Officials with the Baltimore County Licensed Beverage Association say they plan to appeal a decision awarding six liquor licenses at one transit-oriented development project, the Metro Centre at Owings Mills.
Jack Milani, chairman of the association’s legislative committee, said the decision Monday by the Baltimore County Board of Liquor License Commissioners violates a 2006 change to state law intended to cap liquor licenses at transit-oriented developments.
Milani said the law was intended to cap the total number of new licenses for the massive Owings Mills development at five. But attorneys for the developer, David S. Brown Enterprises Ltd., said a county zoning official last year determined that the cap applied separately to each of the developer’s two mixed-use projects at the site, for a maximum of 10.
“We have no problem with five,” said Milani, of the Beverage Association, which represents existing license holders. “We negotiated five but now it’s turned into 10.”
Add in three more licenses that could be transferred from the southeast area of the county, and “now we’re talking about as many as 13,” Milani said.
Six sought, granted
Liquor licenses in the county are created based on population in each election district. The beverage association fiercely tracks the creation or transfer of licenses, which have a financial value that varies from one area of the county to another.
In areas where the maximum number of licenses has been reached, such as Towson and Timonium, the sales price can start at $220,000. The cost of purchasing a license in the Middle River-Essex area, where there are more licenses than the present population would otherwise allow, can be as little as $56,000.

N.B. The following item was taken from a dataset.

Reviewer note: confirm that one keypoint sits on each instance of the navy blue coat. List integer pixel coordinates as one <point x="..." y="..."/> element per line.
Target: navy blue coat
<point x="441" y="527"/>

The liquor board had already awarded the Metro Centre project two liquor licenses. On Monday, the board considered the developer’s request for six more — three per mixed-use project, identified as DSB 1 and DSB 2.
Christopher D. Mudd, an attorney at Venable LLP representing the developer, said the request conformed with the county zoning law.
“The two mixed-use projects are within one transit-oriented development,” Mudd said “We have enough square footage. We are proposing five licenses within each mixed-use development and each mixed-used development is within one transit-oriented development.”
The project calls for 1.2 million square-feet of office space along with another 300,000 square-feet of retail space. There will also be 1,700 residential units and a 250-room hotel.
Baltimore County has built a new library branch at the facility and added satellite classrooms for the Community College of Baltimore County.
Mudd said the project is conceived as a “24-hour live, work, play community.”
David F. Mister, an attorney representing the Metro Centre project, told the board that Milani’s argument goes at most to the intent of the law — something the board was not obligated to consider in this instance because the law was unambiguous.
“The express language of the law does not prohibit this,” Mister said. “Everything could be drafted differently but we’re stuck with what’s there.”
In the end, the three-member board sided with the developer and awarded three beer, wine and liquor licenses to each of the two mixed-use developments.
Milani said having the board essentially decide the issue based on a zoning issue that did not have a public vetting could lead to an appeal.